After 3 months of exhausting but extremely rewarding maternity leave, I have returned to work this week. Just like that the new mom life that I just became adjusted to collided with my old work life with full force. And like most collisions, there were adrenaline infused emotions of regret, loss, and guilt. Regret for not preparing better for a balance between my career and family… Loss for my bonding moments with my precious tiny boy… Guilt for not being there for the child I brought into this world… And at the same time, these adrenaline fueled emotions were also full of excitement for new challenges in my career, happiness to see my coworkers again, and relief to have adult conversations without yelling over a screaming child.
As I walk the halls of work, my coworkers smile at me and welcome me back. I return the smile and hold back the tears while they innocently ask me questions about my new baby.

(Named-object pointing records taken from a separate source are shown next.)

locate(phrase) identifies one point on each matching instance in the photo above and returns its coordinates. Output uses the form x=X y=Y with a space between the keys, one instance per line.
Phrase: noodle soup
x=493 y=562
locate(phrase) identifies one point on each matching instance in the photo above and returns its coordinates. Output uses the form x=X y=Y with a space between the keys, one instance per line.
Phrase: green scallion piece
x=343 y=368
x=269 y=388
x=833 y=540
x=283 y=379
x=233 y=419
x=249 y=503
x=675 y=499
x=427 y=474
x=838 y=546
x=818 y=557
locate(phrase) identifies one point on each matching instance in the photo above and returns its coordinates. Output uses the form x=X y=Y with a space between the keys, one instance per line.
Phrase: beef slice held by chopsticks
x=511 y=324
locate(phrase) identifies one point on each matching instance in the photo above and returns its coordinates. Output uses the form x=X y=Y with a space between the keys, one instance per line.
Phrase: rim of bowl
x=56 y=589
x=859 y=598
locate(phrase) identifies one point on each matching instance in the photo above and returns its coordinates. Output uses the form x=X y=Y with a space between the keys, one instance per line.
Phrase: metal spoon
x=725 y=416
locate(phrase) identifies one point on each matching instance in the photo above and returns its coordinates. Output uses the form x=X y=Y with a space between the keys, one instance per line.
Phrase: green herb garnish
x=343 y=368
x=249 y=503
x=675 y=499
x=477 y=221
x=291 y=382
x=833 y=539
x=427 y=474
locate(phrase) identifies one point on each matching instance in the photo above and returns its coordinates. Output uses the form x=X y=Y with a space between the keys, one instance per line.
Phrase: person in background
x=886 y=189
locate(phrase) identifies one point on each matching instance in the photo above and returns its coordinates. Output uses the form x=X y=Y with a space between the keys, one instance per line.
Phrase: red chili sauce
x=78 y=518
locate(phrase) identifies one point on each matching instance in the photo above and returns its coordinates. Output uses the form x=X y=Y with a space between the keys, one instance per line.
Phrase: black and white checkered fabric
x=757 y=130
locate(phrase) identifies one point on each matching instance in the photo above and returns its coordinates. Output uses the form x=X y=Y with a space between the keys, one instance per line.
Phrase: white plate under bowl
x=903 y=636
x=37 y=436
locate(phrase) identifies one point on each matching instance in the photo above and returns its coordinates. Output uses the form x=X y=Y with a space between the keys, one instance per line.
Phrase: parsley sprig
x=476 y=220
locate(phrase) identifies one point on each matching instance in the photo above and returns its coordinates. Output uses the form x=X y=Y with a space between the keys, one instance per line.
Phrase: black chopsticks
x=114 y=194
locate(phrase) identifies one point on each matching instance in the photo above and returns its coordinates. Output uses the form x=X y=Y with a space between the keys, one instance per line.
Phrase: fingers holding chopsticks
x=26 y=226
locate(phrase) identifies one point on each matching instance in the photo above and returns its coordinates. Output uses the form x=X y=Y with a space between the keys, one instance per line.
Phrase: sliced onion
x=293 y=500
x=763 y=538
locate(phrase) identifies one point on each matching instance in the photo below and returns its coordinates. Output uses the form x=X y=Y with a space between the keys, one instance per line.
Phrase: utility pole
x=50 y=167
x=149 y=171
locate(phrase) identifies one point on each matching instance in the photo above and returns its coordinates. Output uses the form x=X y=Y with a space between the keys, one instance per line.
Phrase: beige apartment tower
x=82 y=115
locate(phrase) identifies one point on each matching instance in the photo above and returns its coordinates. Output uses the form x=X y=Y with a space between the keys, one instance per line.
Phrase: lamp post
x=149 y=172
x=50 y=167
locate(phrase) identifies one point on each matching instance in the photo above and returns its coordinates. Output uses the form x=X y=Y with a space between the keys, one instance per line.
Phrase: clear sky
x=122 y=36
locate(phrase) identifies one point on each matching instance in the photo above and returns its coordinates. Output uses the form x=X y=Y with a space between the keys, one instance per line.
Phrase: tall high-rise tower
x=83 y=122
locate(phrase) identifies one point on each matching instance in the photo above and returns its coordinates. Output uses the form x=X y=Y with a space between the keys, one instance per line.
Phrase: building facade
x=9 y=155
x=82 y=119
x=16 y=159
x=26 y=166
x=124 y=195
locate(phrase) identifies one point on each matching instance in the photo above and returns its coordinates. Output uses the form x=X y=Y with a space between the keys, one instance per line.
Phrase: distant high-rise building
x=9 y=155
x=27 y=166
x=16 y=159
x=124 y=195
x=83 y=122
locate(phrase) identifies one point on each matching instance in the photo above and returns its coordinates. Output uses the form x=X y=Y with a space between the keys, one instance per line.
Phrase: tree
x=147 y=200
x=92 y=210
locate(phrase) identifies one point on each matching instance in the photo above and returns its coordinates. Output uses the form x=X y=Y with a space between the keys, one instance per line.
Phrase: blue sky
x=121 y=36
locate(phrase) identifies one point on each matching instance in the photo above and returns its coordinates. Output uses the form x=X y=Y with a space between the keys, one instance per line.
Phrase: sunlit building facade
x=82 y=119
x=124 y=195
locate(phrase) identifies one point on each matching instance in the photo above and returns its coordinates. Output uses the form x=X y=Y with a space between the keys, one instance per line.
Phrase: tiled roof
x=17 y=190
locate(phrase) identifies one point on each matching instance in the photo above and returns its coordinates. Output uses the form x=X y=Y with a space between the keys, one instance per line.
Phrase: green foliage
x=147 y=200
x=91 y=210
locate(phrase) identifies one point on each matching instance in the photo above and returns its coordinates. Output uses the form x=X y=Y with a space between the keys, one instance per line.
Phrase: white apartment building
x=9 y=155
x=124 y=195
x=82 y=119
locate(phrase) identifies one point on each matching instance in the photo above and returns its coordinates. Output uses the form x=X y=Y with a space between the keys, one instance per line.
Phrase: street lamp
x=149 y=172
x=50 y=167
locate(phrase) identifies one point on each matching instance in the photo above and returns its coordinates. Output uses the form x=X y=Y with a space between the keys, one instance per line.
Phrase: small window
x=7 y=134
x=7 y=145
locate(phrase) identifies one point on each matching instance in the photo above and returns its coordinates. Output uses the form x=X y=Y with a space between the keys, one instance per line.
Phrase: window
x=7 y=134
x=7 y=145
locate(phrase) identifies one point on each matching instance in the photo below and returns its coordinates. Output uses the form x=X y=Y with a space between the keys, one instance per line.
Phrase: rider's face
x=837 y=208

I show them pictures of my little everything, and inevitably they ask if I’m adjusting ok to being back at work. I’ve been asked some form of this question so many times that I have settled on a generic answer, “Yes, I am sad to be away from my son, but I am ready to get back into the swing of things here.”

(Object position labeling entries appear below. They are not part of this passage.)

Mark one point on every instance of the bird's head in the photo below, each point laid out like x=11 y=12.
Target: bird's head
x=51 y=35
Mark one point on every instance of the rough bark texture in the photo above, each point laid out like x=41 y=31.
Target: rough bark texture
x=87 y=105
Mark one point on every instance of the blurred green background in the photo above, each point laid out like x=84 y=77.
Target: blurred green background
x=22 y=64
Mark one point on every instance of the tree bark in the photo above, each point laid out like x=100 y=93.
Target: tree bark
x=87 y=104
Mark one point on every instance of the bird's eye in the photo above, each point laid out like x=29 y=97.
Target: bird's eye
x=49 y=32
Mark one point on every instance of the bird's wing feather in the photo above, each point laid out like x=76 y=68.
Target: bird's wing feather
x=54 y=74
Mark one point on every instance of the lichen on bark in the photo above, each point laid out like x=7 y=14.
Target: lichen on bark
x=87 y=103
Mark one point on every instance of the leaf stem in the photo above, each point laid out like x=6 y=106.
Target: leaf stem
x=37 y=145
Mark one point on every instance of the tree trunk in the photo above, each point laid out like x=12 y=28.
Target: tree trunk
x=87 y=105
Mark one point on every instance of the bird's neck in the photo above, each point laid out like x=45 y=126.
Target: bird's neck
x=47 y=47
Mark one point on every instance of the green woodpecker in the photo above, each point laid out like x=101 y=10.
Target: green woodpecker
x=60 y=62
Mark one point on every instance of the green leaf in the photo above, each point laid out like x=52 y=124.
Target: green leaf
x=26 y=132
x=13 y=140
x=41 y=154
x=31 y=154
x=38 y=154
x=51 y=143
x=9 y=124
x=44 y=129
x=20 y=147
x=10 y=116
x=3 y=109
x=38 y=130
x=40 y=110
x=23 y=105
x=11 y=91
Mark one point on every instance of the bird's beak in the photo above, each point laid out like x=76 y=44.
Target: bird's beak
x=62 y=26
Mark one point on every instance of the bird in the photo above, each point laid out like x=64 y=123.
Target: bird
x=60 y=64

When I return back to my mom life in the evenings, the tears come. The struggles that were felt when we first brought the tiny human home from the hospital returns as we try to figure out how to adjust to this new schedule. Feeding and sleeping become battles that are eventually won but not without a little loss of sanity.
The pull of my heart from one extreme to the other has been such a shock to me. The sensation of feeling so many different emotions at once is something hard to describe. I believe that’s why us moms develop these quick generic answers to questions about the delicate balance between work and home. The truth is not only difficult to explain, but it’s also guaranteed to make most people uncomfortable. So we respond politely, then do our best to bury the pain that we are feeling so we can let the joy that we are also feeling shine.
That is my truth. Now that it is the weekend, I can reflect on this milestone I just crossed and feel good about the decisions I have made. I feel pride for facing the challenge head-on… I feel respect for all the women that have faced it before me… I feel trust that my baby is getting exactly what he needs… And I feel faith that I can indeed find a balance that will let me have it all.